En el preámbulo del Estatuto, promulgado el 8 de abril de 1924, se decía que «el Estado para ser democrático ha de apoyarse en municipios libres» [2]​ y se afirmaba el carácter autónomo de los municipios, por lo que podrían dotarse de sus propios regímenes de gobierno y mantener una gestión económica independiente del Estado central. En el articulado se establecía la elección democrática por sufragio universal de dos tercios de los concejales. Podrían votar los varones mayores de 23 años –rebajándose en dos años la edad de voto anterior- y las mujeres que reunieran determinados requisitos, como no estar casadas, lo que es un antecedente directo del sufragio femenino que instaurará la II República. Las localidades menores de 500 habitantes funcionarían en régimen de concejo abierto. También se preveía la creación de un cuerpo de secretarios municipales.[11]

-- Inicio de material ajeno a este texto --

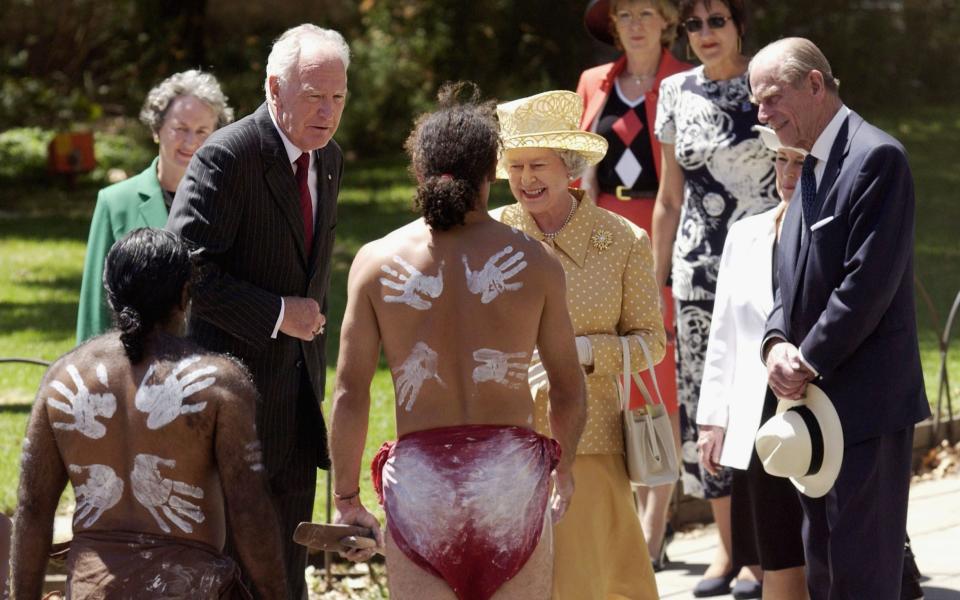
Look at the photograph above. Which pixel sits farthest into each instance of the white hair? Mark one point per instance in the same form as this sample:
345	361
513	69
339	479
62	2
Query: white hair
575	162
196	83
285	53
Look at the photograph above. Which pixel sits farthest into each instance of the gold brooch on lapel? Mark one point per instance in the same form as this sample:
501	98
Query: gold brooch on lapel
601	239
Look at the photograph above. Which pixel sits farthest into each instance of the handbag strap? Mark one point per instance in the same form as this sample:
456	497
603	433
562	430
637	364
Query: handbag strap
650	369
625	395
625	384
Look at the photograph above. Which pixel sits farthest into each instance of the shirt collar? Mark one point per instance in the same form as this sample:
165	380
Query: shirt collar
574	239
293	153
823	145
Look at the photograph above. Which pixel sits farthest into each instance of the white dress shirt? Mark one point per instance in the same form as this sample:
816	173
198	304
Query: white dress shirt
293	153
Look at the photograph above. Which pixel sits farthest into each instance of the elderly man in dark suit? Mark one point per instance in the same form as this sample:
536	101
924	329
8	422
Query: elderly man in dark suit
259	203
845	316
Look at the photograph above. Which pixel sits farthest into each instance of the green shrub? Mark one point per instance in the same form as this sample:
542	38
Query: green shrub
23	155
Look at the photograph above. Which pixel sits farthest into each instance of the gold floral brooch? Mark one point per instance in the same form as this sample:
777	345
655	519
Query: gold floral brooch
601	239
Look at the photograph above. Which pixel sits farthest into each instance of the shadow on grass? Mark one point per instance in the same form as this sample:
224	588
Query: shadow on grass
44	228
47	321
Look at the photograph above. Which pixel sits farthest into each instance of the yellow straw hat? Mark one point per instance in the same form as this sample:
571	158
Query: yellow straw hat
548	120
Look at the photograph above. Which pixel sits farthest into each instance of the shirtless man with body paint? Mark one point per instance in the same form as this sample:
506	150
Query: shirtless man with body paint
157	438
458	303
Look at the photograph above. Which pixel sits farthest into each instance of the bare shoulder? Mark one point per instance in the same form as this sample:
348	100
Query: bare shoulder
102	355
366	263
233	381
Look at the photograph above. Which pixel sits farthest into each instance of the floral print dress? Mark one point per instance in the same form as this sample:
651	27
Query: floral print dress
728	175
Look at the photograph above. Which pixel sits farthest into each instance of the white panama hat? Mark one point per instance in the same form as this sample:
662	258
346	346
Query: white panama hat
803	441
548	120
769	138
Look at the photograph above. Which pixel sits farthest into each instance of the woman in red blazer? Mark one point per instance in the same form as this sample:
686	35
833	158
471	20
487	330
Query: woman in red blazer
620	103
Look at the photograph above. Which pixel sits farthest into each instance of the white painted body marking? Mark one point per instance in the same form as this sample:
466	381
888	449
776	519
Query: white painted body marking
505	368
158	494
25	455
491	281
519	232
83	406
411	284
99	493
433	504
253	455
164	402
420	366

Los ayuntamientos tendrían plena autonomía para desarrollar la política urbanística, de infraestructuras y de servicios, y en cuanto a la financiación el Estado les cedería determinados tributos y arbitrios. Por último, el Estatuto reguló detalladamente el crédito municipal y el recurso a los presupuestos extraordinarios.[12]

El nuevo sistema de financiación se aplicó inmediatamente con el resultado, según el historiador Eduardo González Calleja, de que los ayuntamientos tuvieron "mayores recursos ordinarios y extraordinarios" con los que "pudieron ejecutar obras públicas y mejorar los servicios indispensables (enseñanza, sanidad) para brindar un mínimo de nivel de vida y de consumo a los vecinos". Pero este aumento del gasto municipal —que pasó de representar en 1924 el 14% del gasto total de las Administraciones Públicas al 15,8 en 1926— supuso también el incremento de la deuda municipal que pasó de 792 millones en 1923 a 1.388 en 1929.[13]

El reconocimiento de la autonomía financiera de los municipios chocó con la Diputación Foral de Navarra que envió una delegación a Madrid, que se entrevistó con Calvo Sotelo, con Primo de Rivera y con el rey, para advertirles que la Ley Paccionada de 1841 preveía la intervención directa de la Diputación Foral en la administración económica de los municipios navarros. La Dictadura cedió enseguida. En una Real Orden de 11 de abril de 1924 se reconoció que el Estatuto municipal se aplicaría en Navarra solo en «lo que no se oponga al régimen establecido por la Ley de 16 de agosto de 1841» y además concedía a la Diputación foral la facultad de «dictar las reglas necesarias para armonizar su régimen privativo con la autonomía que el Estatuto concede a todos los Ayuntamientos de la Nación».[14]

La prometida democratización de los ayuntamientos no se produjo porque las elecciones nunca se celebraron.[15]​ Durante toda la Dictadura los concejales y los alcaldes fueron designados por los gobernadores civiles, a su vez nombrados por el gobierno, "con el objeto no declarado de contar con corporaciones monolíticas de la Unión Patriótica", según Eduardo González Calleja.[13]